La compagnie d’électricité et les ONG écologistes se sont donc battues à coups de rapports d’expertise et de contre –expertise. Pour la coalition GREEN Surf, la construction de la centrale électrique à Lahad Datu aurait entraîné le déplacement de communautés locales et affecté les espèces menacées, déjà victimes de la déforestation et de l’exploitation des matières premières.
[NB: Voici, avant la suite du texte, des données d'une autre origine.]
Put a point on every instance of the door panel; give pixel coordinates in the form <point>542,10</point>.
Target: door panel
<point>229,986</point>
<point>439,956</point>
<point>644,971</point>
La décision des gouvernements de Sabah et de Malaisie, le 16 février, d’abandonner totalement la piste du charbon a donc été accueillie avec soulagement par les écologistes.
Par ailleurs, Wong Tack, le porte-parole de la coalition, rappelle que l’énergie renouvelable (hydraulique) ne représente qu’une minorité de la production totale de Sabah, alors que la région pourrait faire de la Malaisie un leader en la matière. Il recommande donc de valoriser les énergies alternatives, la biomasse dans un premier temps (en utilisant les plantations de palme) et, à plus long terme, l’énergie solaire. Le gouvernement de Sabah, lui, étudie la piste du gaz naturel pour remplacer celle du charbon.